La bioaccumulation dans l’environnement marin, proche de sites nucléaires rejetant de grandes quantités de tritium, est constatée depuis une dizaine d’années en Grande Bretagne à Cardiff et à Sellafield. Ces données ont été publiées notamment dans [RIFE, 1996 à 2008] pour la bioaccumulation dans les poissons, les crustacés et les mollusques.

Les teneurs en tritium des éléments de la faune marine sous les formes tritium total et tritium organiquement lié (OBT), rapportées à celle de l’eau de mer sous la forme HTO, varient d’un facteur 10 à Sellafield à des facteurs compris entre 1000 et 10000 à Cardiff.
A Sellafield, dans les mollusques comme dans les poissons ou les crustacés, les contaminations 3H organique et 3H total en Bq/kg frais sont à l’équilibre. Ce constat d’équilibre 3H organique - 3H total est identique pour tous les bio-indicateurs suivis sur le site de Cardiff, mollusques, poissons et algues.

La bioaccumulation du tritium dans la faune marine de la zone maritime située entre les caps de la Hague et de Flamanville fait débat : elle est retenue égale à 1 (donc inexistante) dans deux études récentes de l’IRSN [Maro et al., 2008] et [IRSN, 2008], alors qu’elle était mise en évidence (en étant supérieure à 10) dans une étude commune EDF – IRSN plus ancienne sur quelques échantillons de mollusques, de crustacés et de poissons dans les années 1981 – 85 [EDF 2005].

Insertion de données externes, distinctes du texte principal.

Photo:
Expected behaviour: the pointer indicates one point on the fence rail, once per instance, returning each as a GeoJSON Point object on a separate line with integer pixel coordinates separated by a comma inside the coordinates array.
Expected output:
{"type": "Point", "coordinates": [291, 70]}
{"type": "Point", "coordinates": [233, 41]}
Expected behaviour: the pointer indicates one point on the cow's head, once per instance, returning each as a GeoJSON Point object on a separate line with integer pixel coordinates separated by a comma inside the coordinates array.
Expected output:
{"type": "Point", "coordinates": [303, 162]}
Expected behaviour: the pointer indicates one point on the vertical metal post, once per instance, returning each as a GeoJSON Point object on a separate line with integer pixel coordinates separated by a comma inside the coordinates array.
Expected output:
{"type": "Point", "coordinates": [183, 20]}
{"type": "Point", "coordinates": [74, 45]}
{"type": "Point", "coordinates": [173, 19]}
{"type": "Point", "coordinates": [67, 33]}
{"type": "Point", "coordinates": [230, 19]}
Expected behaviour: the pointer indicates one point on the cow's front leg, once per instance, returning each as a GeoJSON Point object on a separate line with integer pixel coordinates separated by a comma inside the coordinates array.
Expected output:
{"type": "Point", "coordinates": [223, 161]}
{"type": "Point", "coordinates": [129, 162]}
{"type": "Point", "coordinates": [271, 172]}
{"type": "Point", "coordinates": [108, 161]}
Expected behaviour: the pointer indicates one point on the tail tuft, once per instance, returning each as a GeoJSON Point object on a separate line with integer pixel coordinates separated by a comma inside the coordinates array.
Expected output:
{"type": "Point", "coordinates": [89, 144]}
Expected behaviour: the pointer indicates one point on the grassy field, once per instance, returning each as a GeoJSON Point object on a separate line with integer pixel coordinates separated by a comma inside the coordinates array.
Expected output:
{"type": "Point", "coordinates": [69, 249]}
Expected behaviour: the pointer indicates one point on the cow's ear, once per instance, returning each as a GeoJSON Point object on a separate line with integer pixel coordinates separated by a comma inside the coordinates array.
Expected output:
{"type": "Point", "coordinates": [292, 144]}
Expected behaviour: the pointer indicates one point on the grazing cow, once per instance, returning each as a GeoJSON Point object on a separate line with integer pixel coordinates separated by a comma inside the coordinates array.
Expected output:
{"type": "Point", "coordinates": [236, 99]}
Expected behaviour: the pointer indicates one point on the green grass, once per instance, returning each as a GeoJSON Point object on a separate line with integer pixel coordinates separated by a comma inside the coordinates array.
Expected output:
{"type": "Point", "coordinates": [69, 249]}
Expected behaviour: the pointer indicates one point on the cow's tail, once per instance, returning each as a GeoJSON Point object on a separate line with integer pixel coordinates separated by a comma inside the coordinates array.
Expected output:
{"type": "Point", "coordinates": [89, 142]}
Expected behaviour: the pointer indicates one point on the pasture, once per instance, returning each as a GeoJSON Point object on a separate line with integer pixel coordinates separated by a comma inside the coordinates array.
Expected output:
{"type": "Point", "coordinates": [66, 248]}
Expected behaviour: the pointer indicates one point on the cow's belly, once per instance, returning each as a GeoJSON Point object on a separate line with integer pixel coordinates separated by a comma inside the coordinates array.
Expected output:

Les algues, considérées habituellement comme de bons amplificateurs de la pollution radioactive marine, s’avèrent être de mauvais indicateurs pour suivre une contamination tritium de la faune en milieu marin. A Cardiff, où les rejets tritiés sont effectués sous la forme combinée tritium libre (HTO) et molécules marquées (OBT), la teneur en tritium (3H organique et 3H total) dans les flétans et les moules est 100 fois supérieure à celle des algues Fucus serratus [RIFE, 1996 à 2008].